Reusable dataflows / ETLs

We're trying to come up with a good strategy for dealing with large datasets that contain mostly historical data but need to undergo complex transformations in a dataflow or ETL.

For example, our user activity log (currently about 7M rows) needs to be joined to several other tables and then we need to segment the activity in multiple ways, group some of it together, etc.

We've been using a MySQL dataflow because of the complexity of the transformations but this takes a little while to run -- 20-30 minutes -- even if we only process 6 months' worth of activity (< 2M rows from the activity log). If we process the entire 7M-row activity log the dataflow can take over an hour to run.

So one general thought we've had is to only transform very recent data (say, from the current month) and then UNION it together with transformed historical data in a DataFusion. But we're struggling to come up with a good process for managing this in practice. Coming from a software-development background, my mind goes to reusable dataflows -- if it were possible to configure a DF to use a "variable" input this process would be pretty easy to manage.
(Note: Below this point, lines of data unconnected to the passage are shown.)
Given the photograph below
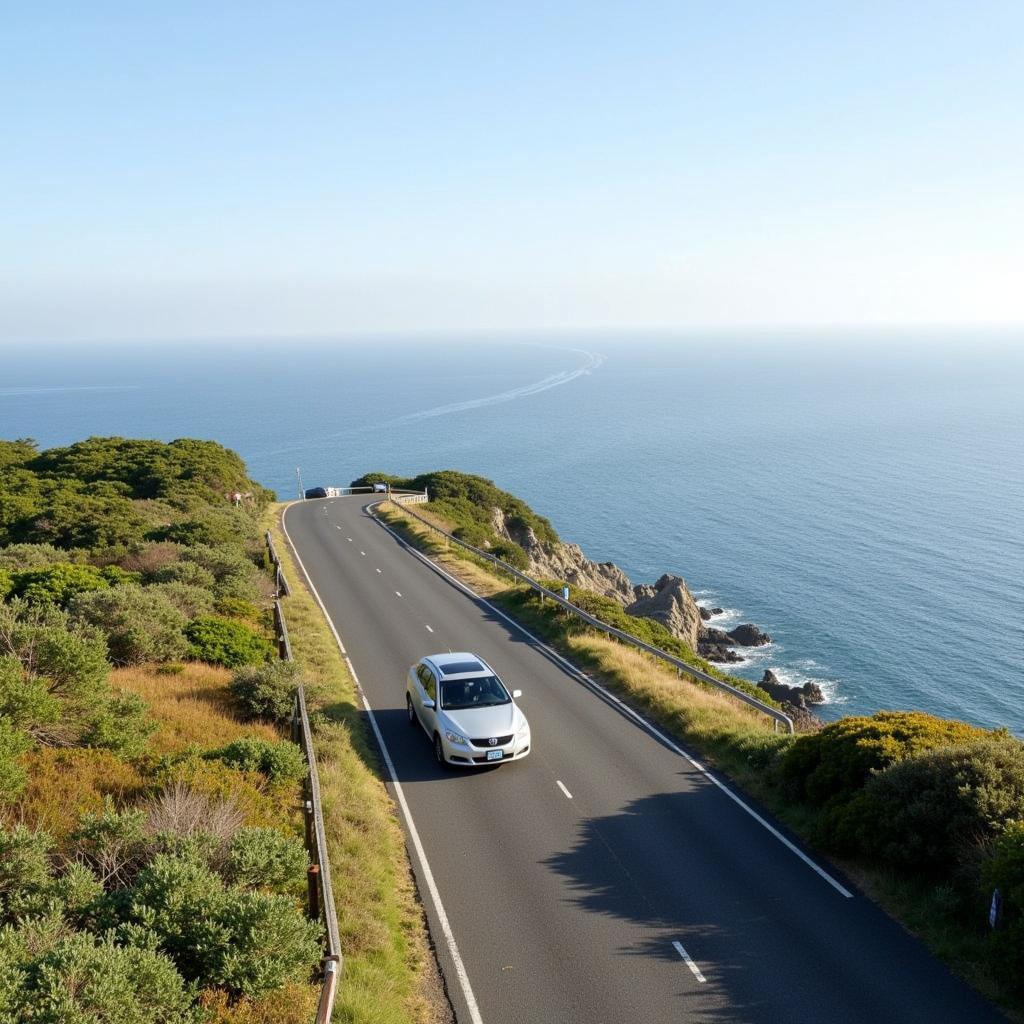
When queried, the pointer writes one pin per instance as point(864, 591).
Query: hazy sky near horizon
point(195, 169)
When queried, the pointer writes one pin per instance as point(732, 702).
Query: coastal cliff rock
point(800, 696)
point(564, 561)
point(670, 602)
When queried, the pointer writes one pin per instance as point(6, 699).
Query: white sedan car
point(464, 708)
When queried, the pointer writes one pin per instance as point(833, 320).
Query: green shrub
point(187, 598)
point(248, 942)
point(13, 742)
point(84, 980)
point(265, 857)
point(230, 644)
point(35, 556)
point(140, 624)
point(935, 809)
point(834, 764)
point(267, 690)
point(214, 526)
point(112, 843)
point(186, 572)
point(25, 868)
point(58, 584)
point(236, 607)
point(280, 761)
point(1005, 870)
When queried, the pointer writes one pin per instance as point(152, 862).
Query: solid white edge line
point(643, 723)
point(428, 875)
point(688, 961)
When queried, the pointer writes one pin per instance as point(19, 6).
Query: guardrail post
point(312, 887)
point(308, 819)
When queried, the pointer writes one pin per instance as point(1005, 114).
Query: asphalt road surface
point(605, 879)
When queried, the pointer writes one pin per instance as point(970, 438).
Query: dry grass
point(66, 782)
point(194, 707)
point(390, 975)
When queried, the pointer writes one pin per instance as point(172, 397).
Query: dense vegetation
point(930, 810)
point(151, 867)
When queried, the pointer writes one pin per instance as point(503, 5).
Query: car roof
point(453, 665)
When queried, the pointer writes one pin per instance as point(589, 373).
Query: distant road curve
point(605, 879)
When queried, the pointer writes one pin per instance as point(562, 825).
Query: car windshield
point(480, 691)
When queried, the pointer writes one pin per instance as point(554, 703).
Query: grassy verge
point(389, 973)
point(735, 739)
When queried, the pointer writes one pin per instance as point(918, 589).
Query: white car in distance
point(467, 712)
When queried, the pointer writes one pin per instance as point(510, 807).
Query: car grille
point(485, 741)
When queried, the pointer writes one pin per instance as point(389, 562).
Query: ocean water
point(861, 498)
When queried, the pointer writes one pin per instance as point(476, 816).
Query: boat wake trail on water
point(594, 359)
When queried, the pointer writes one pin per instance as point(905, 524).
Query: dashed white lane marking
point(629, 712)
point(428, 875)
point(689, 963)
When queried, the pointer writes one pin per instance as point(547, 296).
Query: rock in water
point(749, 635)
point(671, 604)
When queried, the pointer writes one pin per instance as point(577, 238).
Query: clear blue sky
point(230, 168)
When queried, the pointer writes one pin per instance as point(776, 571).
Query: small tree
point(226, 643)
point(266, 690)
point(140, 624)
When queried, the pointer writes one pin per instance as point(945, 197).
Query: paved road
point(574, 881)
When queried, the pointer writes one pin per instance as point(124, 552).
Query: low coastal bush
point(830, 766)
point(934, 809)
point(266, 690)
point(58, 584)
point(280, 761)
point(244, 941)
point(141, 624)
point(265, 858)
point(82, 979)
point(1005, 870)
point(218, 641)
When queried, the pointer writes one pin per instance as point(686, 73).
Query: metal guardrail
point(318, 888)
point(281, 584)
point(682, 668)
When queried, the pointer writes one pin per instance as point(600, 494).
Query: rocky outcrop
point(799, 696)
point(749, 635)
point(565, 561)
point(670, 602)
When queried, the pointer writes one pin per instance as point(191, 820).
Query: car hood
point(480, 722)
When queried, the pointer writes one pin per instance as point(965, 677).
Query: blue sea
point(859, 497)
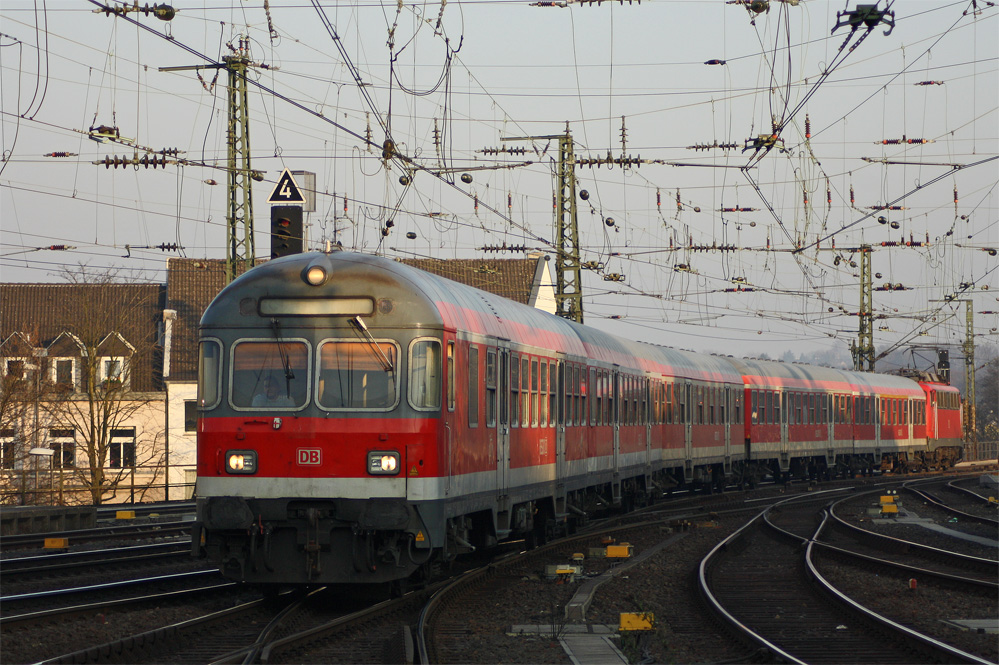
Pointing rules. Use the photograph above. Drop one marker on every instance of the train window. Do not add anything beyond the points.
(543, 396)
(571, 399)
(490, 388)
(596, 406)
(450, 376)
(568, 388)
(625, 400)
(425, 374)
(501, 389)
(473, 386)
(525, 392)
(209, 373)
(552, 392)
(271, 374)
(356, 375)
(535, 388)
(514, 390)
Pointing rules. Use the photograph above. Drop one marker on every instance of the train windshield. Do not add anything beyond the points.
(270, 375)
(357, 375)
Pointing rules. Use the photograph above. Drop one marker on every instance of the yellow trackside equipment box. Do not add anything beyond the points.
(637, 621)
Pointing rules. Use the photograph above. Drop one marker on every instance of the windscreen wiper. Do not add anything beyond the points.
(289, 374)
(359, 324)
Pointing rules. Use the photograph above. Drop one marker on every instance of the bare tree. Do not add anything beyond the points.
(115, 412)
(19, 405)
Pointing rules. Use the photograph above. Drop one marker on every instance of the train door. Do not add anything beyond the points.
(688, 434)
(651, 400)
(503, 427)
(785, 455)
(726, 417)
(558, 415)
(449, 416)
(878, 414)
(616, 416)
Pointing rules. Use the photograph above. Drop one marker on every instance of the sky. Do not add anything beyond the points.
(715, 237)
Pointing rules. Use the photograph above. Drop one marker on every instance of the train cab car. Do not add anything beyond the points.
(944, 424)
So for example on the first day of the month the DF would use the historical activity log as its input, and then on subsequent days it would use the "month-to-date" activity log. I don't think this is literally possible in Domo, without manually reconfiguring the DF twice a month, but maybe someone has come up with a technique that approximates it?

Comments

MarkSnodgrass

Have you tried to rebuild your MySQL dataflow in Magic ETL? The latest Magic ETL runs extremely fast and I would expect it to handle 7m in under a couple minutes. You can also do formula rules in the filter tile so that you could filter to month to date at the beginning and then do the rest of your work if you found you needed to try and make the ETL run even faster. If you haven't watched the Domopalooza breakout session called Demystifying Data Pipelines, I would suggest watching that is it gives a nice overview of the different types of data transformation tools and when to use them.

Hope this helps.

Ben_Dunlap

Thanks, I'll check out that breakout session. We're kind of committed to using SQL dataflows for various reasons, at least for transforms of any complexity. These datasets are just going to keep getting bigger in any case so I'm really more interested in specific techniques for breaking large, mostly-static datasets down before transformation and then reassembling.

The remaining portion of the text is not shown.